The final rule establishes minimum standards for developing comparative analyses to assess whether each NQTL, as written and in operation, complies with MHPAEA’s parity requirements. The final rule requires health plans and issuers to collect and evaluate data related to the NQTLs they place on MH/SUD care and make changes if the data shows they are providing insufficient access.


The final rule requires a comparative analysis to contain, at a minimum, six content elements:


  1. A description of the NQTL, including identification of benefits subject to the NQTL;

  2. Identification and definition of the factors and evidentiary standards used to design or apply the NQTL;

  3. A description of how factors are used in the design or application of the NQTL;

  4. A demonstration of comparability and stringency, as written;

  5. A demonstration of comparability and stringency in operation, including the required data, evaluation of that data, explanation of any material differences in access and description of reasonable actions taken to address such differences; and

  6. Findings and conclusions as to the comparability of the processes, strategies, evidentiary standards, and other factors used in designing and applying the NQTL to MH/SUD benefits and M/S benefits within each classification, as well as and the relative stringency of their application, both as written and in operation.

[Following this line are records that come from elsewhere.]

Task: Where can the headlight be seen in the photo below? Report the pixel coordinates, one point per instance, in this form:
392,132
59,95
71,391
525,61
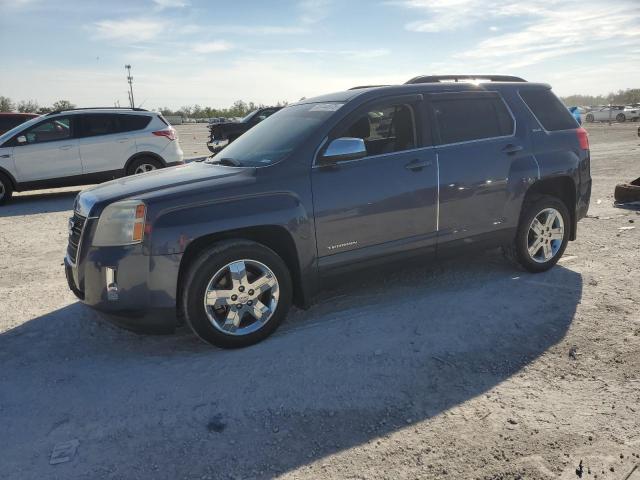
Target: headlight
121,223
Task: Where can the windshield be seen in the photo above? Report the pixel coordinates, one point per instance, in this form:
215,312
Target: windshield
274,138
10,133
248,117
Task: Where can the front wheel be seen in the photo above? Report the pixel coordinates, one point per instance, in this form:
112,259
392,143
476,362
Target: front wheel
236,294
143,165
542,236
6,189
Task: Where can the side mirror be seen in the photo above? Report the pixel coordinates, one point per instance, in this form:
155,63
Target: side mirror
345,148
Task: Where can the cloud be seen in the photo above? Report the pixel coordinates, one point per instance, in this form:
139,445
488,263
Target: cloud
259,29
313,11
131,31
162,4
535,31
212,47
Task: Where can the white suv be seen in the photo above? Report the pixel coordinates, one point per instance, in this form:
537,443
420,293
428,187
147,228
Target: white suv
84,146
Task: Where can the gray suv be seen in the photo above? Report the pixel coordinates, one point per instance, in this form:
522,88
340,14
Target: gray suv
327,185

Upon request, plans and issuers must also provide a written list of all NQTLs imposed by the plan to the Departments.


In addition, for health plans subject to ERISA, the comparative analysis must include a plan fiduciary’s certification confirming they engaged in a prudent process to select one or more qualified service providers to perform and document the plan’s comparative analysis and have satisfied their duty to monitor those service providers.

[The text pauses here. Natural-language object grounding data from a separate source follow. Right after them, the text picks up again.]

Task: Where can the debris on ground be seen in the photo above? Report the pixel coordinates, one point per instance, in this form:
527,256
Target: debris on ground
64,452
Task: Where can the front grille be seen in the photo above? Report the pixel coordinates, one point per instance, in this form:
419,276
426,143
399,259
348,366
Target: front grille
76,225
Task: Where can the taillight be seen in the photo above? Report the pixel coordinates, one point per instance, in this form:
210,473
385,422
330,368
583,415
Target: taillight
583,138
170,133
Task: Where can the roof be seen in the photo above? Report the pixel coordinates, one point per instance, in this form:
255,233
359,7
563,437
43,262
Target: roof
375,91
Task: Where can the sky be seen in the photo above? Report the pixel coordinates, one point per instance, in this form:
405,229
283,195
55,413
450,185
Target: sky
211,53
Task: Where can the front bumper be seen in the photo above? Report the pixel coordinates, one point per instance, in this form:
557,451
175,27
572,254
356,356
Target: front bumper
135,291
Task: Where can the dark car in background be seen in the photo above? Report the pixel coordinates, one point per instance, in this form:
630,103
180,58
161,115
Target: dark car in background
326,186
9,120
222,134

For this purpose, the Department of Labor expects that a plan fiduciary making such a certification will, at a minimum, take the following steps:


  • Review the comparative analysis prepared by or on behalf of the plan with respect to an NQTL applicable to MH/SUD benefits and M/S benefits;

  • Ask questions about the analysis and discuss it with service providers, as necessary, to understand the findings and conclusions documented in the analysis; and

  • Ensure that a service provider responsible for performing and documenting a comparative analysis provides assurance that, to the best of its ability, the NQTL and associated comparative analysis complies with MHPAEA.

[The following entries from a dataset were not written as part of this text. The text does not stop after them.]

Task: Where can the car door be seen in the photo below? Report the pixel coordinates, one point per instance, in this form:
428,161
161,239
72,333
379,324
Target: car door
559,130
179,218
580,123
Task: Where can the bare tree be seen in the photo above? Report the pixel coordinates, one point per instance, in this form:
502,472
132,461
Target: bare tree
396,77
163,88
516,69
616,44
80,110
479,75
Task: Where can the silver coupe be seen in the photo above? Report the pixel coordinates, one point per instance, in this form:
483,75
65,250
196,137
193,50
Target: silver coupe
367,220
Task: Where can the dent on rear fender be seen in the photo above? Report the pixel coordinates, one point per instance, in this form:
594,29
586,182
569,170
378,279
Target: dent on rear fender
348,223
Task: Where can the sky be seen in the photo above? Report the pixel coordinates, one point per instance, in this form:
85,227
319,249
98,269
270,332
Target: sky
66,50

The final rule also requires health plans and issuers to submit comparative analyses to the Departments within 10 business days of a request. If a comparative analysis is determined to be deficient, health plans and issuers have 45 days to make corrections. If the comparative analysis is still deficient after this 45-day period, the plan or issuer may be required to notify all covered persons of the MHPAEA violation and stop applying the problematic NQTLs until the plan is compliant.


Effective Date

The final rule generally applies to health plans and group health insurance coverage for plan years beginning on or after Jan. 1, 2025. However, several provisions (including certain data requirements related to comparative analyses) apply for plan years beginning on or after Jan. 1, 2026.